In-memory databases - the next big thing?

Ditching hard drives allows for dramatically faster real-time data analysis.

SAP has released its Hana “in-memory” computing appliance in New Zealand, which it hopes will revolutionise real-time data crunching. A number of companies are working on "in-memory" servers, helping to solidify the technology's "next big thing" status, but SAP is among the first off the blocks with getting product to market, and the first to push it locally.

The guts of it is that today’s databases are usually stored on hard disk drives.
But memory chips have now got cheap enough that even a huge database can be stored on them – allowing for dramatically faster data analysis. 
In SAP's hero case study a consumer packaged goods company was able to reduce its point-of-sale data set, consisting of 460 billion records, from 120 Terabytes in a traditional relational database to 40 Terabytes in teh more streamlined all-memory environment. It claimed real-time data analysis was 20 times faster.
The company's setup included 10 Hana blade servers, with 500GB of memory per server, plus 2 Terabytes of solid state memory.
SAP’s NZ country manager, Graeme Riley, admitted HANA is not perfect. 
The problem is that any data held in-memory will disappear if someone trips over a power.
"This data, managed in memory, is volatile and in the event of a server failure, that data is lost from that memory," a rep for SAP acknowledged.
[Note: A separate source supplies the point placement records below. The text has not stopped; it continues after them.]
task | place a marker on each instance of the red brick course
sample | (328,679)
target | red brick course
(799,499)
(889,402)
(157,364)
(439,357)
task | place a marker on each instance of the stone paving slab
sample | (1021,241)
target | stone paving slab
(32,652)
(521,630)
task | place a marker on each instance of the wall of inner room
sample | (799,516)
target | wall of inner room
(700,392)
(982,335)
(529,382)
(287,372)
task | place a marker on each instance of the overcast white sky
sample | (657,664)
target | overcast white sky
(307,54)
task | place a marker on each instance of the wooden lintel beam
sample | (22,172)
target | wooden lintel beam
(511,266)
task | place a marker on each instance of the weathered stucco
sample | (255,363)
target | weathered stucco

"However, data held in memory by Hana is backed up by a persistence layer that logs transactions to a non-volatile technology (such as solid state drives) on the Hana server. This allows the data to be restored in the event of a power outage or other similar disruption, and ensures that customer data is never lost."
So far SAP has sold 30 or 40 HANA boxes worldwide, with no takers so far in New Zealand.
But in Japan, one of the customers is the Nomura Institute, which is using Hana to track the GPS feeds from 12,000 Tokyo taxis – with the ultimate aim that they’re real-time movements are so co-ordinated that electric cabs with a three-hour battery life could be controlled by the SAP system.
In New Zealand, Mr Riley sees potential for Hana with the increasing deployment of smart meters, which typically send usage data back to a power company every 30 minutes.